Who actually wins this poll?
Three names: David Guetta, Martin Garrix and Armin van Buuren, the only artists to have topped DJ Mag's Top 100 DJs five times apiece. Between Guetta and Garrix alone, that's 9 of the last 10 first-place finishes. Voting for the 2026 edition, the poll's 33rd year, opened July 8 and stays open until September 16, with no nomination round and no eligibility filter: anyone online can submit five names, and mainstream-EDM fanbases have consistently outvoted every other constituency.

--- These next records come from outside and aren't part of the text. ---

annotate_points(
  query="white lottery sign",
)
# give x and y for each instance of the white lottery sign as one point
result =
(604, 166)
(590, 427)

Why do house and techno keep losing?
It isn't a secret; even DJ Mag has effectively conceded the point. The magazine now runs a second, Beatport-partnered '100' chart specifically to give techno and house artists like Charlotte de Witte and Carl Cox a ranking that isn't drowned out by big-room and progressive-house fan armies mobilized through management teams and social campaigns. Veteran trance DJ Paul van Dyk has called the main poll a straightforward popularity contest and urged artists not to bother entering.
Is DJ Mag fixing its own problem?
Not exactly, it's running two polls in parallel rather than fixing the one that matters for bookings. The Top 100 still functions as a hiring signal for festival buyers and a bargaining chip in fee negotiations, so a poll structurally weighted toward whoever has the biggest mailing list keeps shaping which artists get the biggest stages, regardless of what's actually happening on dancefloors.
Splitting off a separate chart for techno and house is DJ Mag quietly admitting its flagship poll stopped measuring the scene a long time ago.